Earlier versions of this article, including in Friday's paper edition of The Post, incorrectly said that a Senate vote this week expressed support for Sen. Mike Lee's balanced-budget proposal. The vote was not on his specific proposal. This version has been corrected.
Why we need a balanced-budget amendment
Amending the Constitution is not easy, nor should it be. That the Constitution has been amended just 27 times demonstrates that the process is reserved for only the most important circumstances. Our nation's critical need to balance the federal budget rises to that level.
Any effort to amend the Constitution will start in the Senate Judiciary Committee. So far, five other Republican members of the committee, on which I serve, have introduced or co-sponsored a balanced-budget amendment.
This week, 58 senators - including all 47 Republicans, 10 Democrats and Sen. Joe Lieberman, an independent - recognized this urgent need and expressed support for a balanced-budget requirement. I have put forward a proposal that would require a balanced budget every fiscal year; limit federal spending to 18 percent of gross domestic product; and require a two-thirds vote in Congress to increase taxes, raise the debt limit or run a specific deficit.
A similar measure in the House has more than 120 co-sponsors.
This is a vital issue and one on which I am committed to lead the effort in the Senate.
The vast majority of states have constitutional or statutory mandates to balance their budgets each fiscal period. Even during this tough economic climate, most states have been able to prioritize their obligations and make tough choices. The federal government should be expected to do the same.
First, a balanced-budget requirement will ensure we do not continue to drive our country further into debt by trying to do all things for all people. There are some programs we simply cannot afford, but deficit spending makes it too easy not to say no.
When Republicans and Democrats are forced to spend only what we take in, Congress will not be able to sidestep tough decisions about our national priorities.
Second, balancing our budget today will avoid even tougher choices tomorrow. Proponents of investments in areas such as education, infrastructure and energy should welcome a balanced-budget amendment because it will help make money available in the future for these priorities. Under the president's recent budget proposal, which runs a deficit every year, payments on the national debt will quadruple over the next decade, crowding out important resources.
Delaying the inevitable only increases the severity of the cuts to important programs.
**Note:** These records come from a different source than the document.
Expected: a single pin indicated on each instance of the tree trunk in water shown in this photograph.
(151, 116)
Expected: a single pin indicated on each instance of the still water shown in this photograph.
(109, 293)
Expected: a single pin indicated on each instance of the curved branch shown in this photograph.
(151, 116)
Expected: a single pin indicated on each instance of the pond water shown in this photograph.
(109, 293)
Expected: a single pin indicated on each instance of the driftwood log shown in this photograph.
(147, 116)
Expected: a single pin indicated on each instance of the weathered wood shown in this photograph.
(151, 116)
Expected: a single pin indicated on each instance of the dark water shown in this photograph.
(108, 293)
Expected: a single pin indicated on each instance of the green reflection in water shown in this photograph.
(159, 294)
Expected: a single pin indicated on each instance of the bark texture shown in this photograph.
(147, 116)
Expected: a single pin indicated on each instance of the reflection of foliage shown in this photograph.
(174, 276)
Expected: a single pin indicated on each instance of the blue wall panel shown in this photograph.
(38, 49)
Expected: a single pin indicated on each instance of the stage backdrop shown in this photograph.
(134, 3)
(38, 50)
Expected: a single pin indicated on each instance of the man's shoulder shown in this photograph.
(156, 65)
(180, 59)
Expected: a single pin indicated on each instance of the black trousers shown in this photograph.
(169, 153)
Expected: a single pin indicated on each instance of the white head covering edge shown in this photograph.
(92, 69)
Finally, a structural budget restraint is necessary to overcome Congress's insatiable appetite to spend. Both parties deserve blame for irresponsible spending. A balanced-budget amendment is the only way to ensure that Congress acts in the best interest of the country, regardless of who is in power.
Critics worry that an amendment that requires a two-thirds vote to circumvent under any circumstance may prove problematic in the case of an emergency. But history shows that in real emergencies, it is not difficult for Congress to produce a supermajority.
Three days after the Sept. 11 terrorist attacks, the House passed an emergency supplemental spending bill, 422 to 0. The Senate passed it 96 to 0.
In contrast, Americans were told that President Obama's stimulus bill was a necessary response to an economic emergency. After passing on pure party-line votes in the House (246 to 183) and Senate (60 to 38), the bill failed to create the kind of job growth the president promised. The stimulus would not have passed had it been held to the standards of my proposal, which required a two-thirds vote, and that would have saved taxpayers nearly $1 trillion.
I am ready and willing to work with my colleagues on both sides of the aisle to see that a balanced-budget amendment clears the Judiciary Committee and receives a full vote on the floor of the Senate. My proposal is strict, enforceable and holds the federal government to a necessarily higher standard.
Other senators have good ideas, and I am open to considering and incorporating additional proposals as long as a meaningful balanced-budget amendment remains in effect.
The federal government has run out of excuses. I agree with the president that the federal government can and should live within its means. A balanced-budget amendment will turn that rhetoric into a reality.
The writer is a Republican senator from Utah.